I've been working on question 957 from EK. For most part it makes sense, but I'm not entirely sure. The question goes as follows...

Q. 957- In a flashlight, a concave mirror is used to create a beam of light with parallel rays. Where should the light be placed?
a. at the focal point of the mirror
b. at twice the focal distance of the mirror
c. at the half the focal distance from the mirror
d. at the radius of curvature of the mirror

Answer is a. at the focal point of the mirror.

I keep thinking it should be at twice the focal distance. I'm pretty bad with optics. If anyone can justify this answer for me, I would really appreciate that!

 

[Cmdr_Shepard]

Try to think of a concave mirror like a convex lens, and a convex mirror like a concave lens. A lot of the equations and positions of the various images and objects and focal lengths make more sense that way.

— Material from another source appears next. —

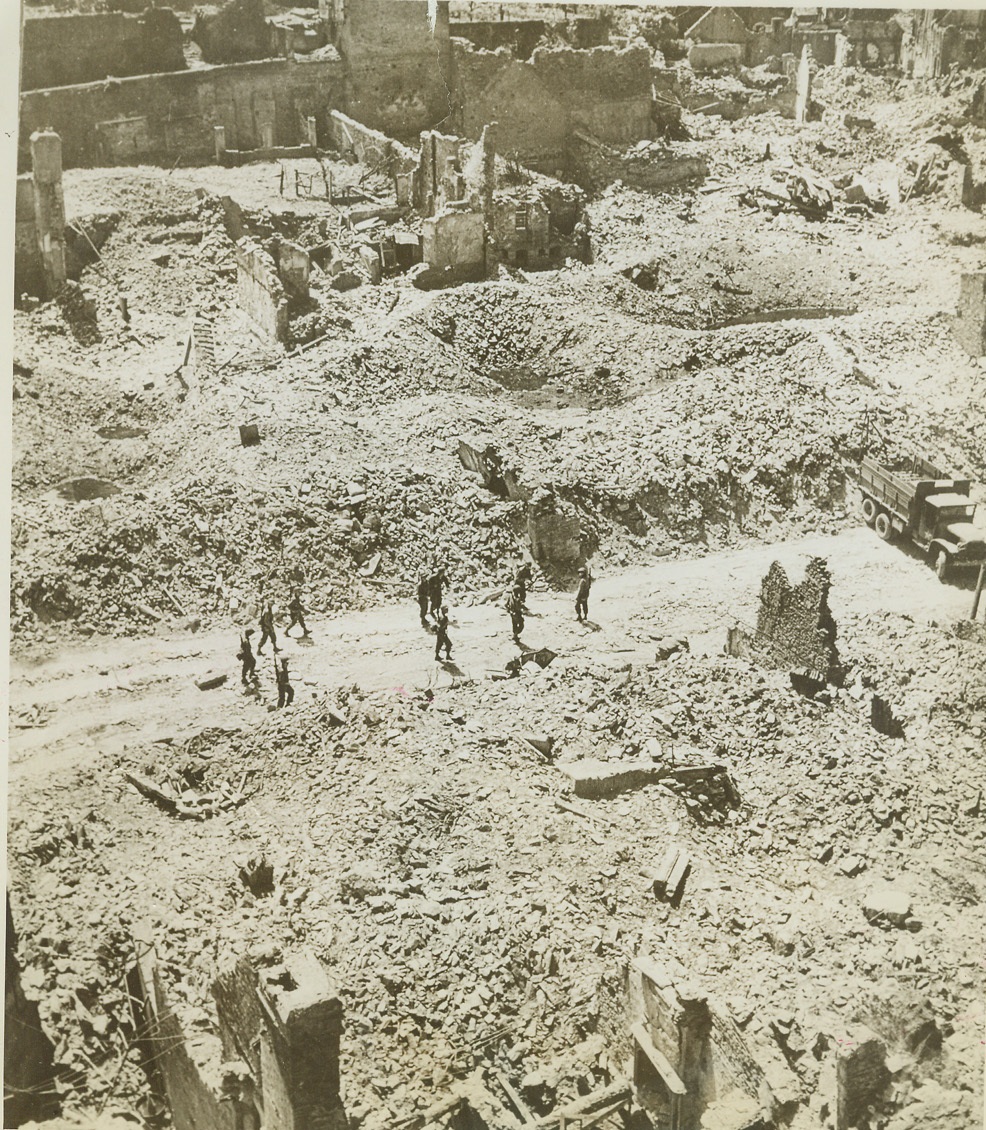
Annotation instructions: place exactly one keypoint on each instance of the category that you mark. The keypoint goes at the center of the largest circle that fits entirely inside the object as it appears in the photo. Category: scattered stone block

In other words, write out the four different possibilities for lenses and mirrors and see if you can spot the similarities in the equations for each scenario. For your question, it's kinda like a convex lens where light is coming from infinity and being focused at the focal point on the other side of the lens, except it's just on the same side, and the source is at the focal point instead of the image.

You need to be able to see patterns in the void to do well on the MCAT.

 

[brood910]

You have to know the ray diagrams for converging + diverging mirrors and lens.
They are pretty simple. In short, for converging lens/mirror, parallel rays come from rays that go through the focal point.

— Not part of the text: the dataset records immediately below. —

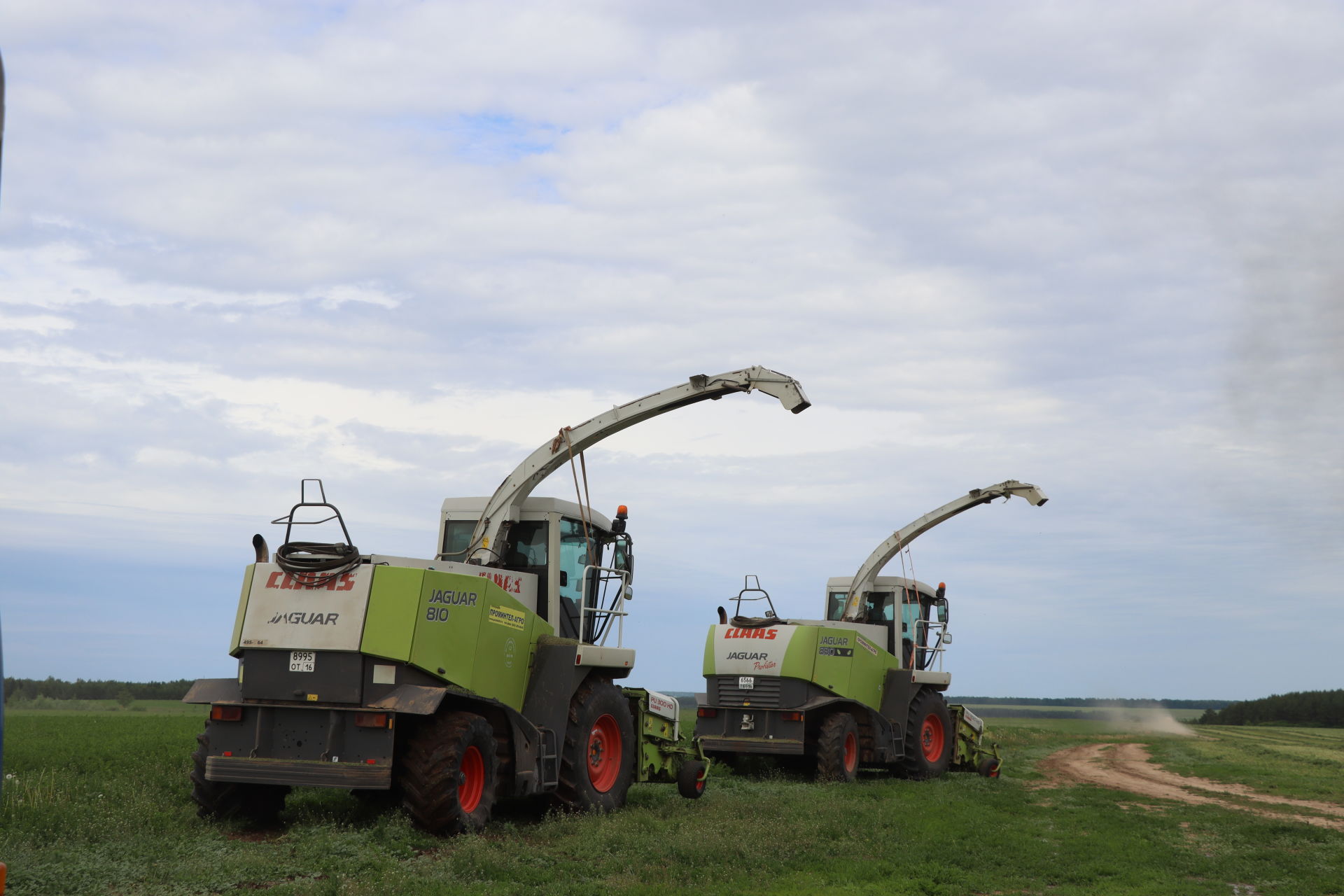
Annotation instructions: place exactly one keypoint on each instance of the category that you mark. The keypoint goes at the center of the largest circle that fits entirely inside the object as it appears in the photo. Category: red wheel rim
(932, 738)
(604, 754)
(473, 780)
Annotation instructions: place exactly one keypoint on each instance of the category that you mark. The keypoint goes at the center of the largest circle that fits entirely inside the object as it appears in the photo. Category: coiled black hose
(316, 564)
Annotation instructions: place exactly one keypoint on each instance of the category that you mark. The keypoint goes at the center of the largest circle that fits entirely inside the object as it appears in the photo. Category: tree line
(1308, 708)
(26, 690)
(1092, 701)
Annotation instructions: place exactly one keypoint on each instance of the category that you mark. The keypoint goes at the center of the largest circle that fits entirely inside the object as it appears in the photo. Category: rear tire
(257, 804)
(838, 748)
(690, 780)
(929, 736)
(449, 774)
(597, 761)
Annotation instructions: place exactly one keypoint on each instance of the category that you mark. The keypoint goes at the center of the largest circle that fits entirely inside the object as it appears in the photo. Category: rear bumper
(299, 773)
(753, 745)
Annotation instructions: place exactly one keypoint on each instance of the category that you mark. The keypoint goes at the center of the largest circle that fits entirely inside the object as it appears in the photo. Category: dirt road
(1128, 766)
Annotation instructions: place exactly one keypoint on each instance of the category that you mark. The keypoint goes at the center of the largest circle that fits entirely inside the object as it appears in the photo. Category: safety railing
(936, 636)
(603, 617)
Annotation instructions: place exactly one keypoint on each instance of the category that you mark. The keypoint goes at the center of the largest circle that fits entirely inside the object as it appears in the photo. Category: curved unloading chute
(867, 574)
(504, 505)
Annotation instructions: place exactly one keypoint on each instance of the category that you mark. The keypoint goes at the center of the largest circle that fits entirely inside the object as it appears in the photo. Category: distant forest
(1092, 701)
(1307, 708)
(26, 690)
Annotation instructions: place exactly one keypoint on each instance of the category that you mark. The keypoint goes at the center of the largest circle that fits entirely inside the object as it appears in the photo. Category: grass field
(96, 801)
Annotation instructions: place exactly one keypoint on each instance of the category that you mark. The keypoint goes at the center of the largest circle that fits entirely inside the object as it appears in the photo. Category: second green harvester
(860, 688)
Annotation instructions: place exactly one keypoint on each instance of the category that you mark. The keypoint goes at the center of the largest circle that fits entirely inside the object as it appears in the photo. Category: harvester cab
(487, 671)
(859, 688)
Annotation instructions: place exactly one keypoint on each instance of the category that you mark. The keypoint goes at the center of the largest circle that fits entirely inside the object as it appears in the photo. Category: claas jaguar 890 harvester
(448, 682)
(860, 688)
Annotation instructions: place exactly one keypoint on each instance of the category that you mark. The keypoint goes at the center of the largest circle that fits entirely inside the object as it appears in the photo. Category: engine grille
(726, 692)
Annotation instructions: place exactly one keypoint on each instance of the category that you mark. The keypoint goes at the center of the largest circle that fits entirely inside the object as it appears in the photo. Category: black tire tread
(426, 776)
(594, 697)
(258, 804)
(831, 747)
(914, 766)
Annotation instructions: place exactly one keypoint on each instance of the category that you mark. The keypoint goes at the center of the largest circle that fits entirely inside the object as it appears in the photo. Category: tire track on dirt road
(1129, 767)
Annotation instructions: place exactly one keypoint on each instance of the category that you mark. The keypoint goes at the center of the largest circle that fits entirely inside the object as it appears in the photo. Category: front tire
(929, 736)
(449, 774)
(257, 804)
(690, 780)
(597, 761)
(838, 748)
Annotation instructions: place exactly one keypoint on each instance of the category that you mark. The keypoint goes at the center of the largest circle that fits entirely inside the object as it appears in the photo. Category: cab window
(575, 554)
(835, 605)
(457, 538)
(527, 545)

If you want to know basic rules in a concise way, here it is:

Diverging lenses + mirrors:
- ALWAYS upright, virtual, smaller

Converging lenses + mirrors:
- When o > f, it's real, inverted.
=> Larger if R (2f) > o
=> Smaller if R < o
=> Same if R = o

- When f > o, it's virtual, upright, larger.

Also, note that f is + for converging and - for diverging for both mirrors and lenses

If you memorize this, optics will be a piece of cake for you.
But, you must be able to use equations like 1/f = 1/o + 1/i to do well on optics as well.

 

[mtravis2190]

You have to know the ray diagrams for converging + diverging mirrors and lens.
They are pretty simple. In short, for converging lens/mirror, parallel rays come from rays that go through the focal point.

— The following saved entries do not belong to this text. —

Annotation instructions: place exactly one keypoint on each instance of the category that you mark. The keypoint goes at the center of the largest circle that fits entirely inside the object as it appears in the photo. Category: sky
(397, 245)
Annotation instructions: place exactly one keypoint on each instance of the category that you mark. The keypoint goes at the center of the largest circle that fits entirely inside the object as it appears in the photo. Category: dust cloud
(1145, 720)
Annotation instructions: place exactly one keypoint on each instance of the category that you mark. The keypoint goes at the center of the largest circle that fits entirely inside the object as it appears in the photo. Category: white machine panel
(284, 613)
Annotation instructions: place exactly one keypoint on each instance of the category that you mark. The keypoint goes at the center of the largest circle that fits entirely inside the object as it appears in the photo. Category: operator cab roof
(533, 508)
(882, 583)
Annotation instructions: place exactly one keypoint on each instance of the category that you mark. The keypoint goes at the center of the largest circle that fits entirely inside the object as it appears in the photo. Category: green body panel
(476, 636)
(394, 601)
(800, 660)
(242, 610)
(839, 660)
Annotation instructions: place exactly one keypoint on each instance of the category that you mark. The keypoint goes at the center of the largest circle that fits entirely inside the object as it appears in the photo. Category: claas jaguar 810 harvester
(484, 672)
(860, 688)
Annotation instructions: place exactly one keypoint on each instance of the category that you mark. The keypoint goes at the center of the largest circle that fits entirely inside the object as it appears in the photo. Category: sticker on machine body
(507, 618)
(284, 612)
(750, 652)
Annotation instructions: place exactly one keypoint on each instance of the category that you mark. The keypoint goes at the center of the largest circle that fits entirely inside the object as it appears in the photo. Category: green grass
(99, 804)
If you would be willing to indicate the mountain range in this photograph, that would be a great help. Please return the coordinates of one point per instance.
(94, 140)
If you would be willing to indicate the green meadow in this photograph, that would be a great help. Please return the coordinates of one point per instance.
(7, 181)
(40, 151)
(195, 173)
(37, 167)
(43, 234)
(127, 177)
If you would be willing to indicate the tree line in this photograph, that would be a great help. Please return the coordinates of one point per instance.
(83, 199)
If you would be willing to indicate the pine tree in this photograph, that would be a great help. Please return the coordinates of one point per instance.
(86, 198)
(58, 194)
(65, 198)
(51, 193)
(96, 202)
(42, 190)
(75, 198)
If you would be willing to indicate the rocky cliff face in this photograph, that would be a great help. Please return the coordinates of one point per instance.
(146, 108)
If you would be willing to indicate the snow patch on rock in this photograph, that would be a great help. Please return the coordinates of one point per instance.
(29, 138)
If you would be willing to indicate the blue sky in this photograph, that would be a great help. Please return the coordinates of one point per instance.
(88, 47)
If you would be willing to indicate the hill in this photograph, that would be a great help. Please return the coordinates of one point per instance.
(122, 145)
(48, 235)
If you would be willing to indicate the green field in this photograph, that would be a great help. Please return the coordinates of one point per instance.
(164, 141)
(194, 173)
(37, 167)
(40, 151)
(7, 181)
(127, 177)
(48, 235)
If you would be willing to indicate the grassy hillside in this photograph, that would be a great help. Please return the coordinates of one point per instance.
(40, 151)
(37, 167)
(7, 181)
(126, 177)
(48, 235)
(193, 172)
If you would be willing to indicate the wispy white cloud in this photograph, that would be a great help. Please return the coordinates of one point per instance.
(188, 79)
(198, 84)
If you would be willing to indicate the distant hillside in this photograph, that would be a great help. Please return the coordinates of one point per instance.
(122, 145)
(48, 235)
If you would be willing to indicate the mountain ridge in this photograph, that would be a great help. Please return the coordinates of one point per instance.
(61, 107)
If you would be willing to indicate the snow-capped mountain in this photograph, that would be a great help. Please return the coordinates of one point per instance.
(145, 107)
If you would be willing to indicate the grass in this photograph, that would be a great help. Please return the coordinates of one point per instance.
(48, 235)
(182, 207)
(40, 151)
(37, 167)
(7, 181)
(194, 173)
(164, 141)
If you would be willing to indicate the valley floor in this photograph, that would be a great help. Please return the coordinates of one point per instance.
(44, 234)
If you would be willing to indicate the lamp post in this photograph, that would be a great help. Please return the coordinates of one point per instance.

If you want to know basic rules in a concise way, here it is:

Diverging lenses + mirrors:
- ALWAYS upright, virtual, smaller

Converging lenses + mirrors:
- When o > f, it's real, inverted.
=> Larger if R (2f) > o
=> Smaller if R < o
=> Same if R = o

- When f > o, it's virtual, upright, larger.

Also, note that f is + for converging and - for diverging for both mirrors and lenses

If you memorize this, optics will be a piece of cake for you.
But, you must be able to use equations like 1/f = 1/o + 1/i to do well on optics as well.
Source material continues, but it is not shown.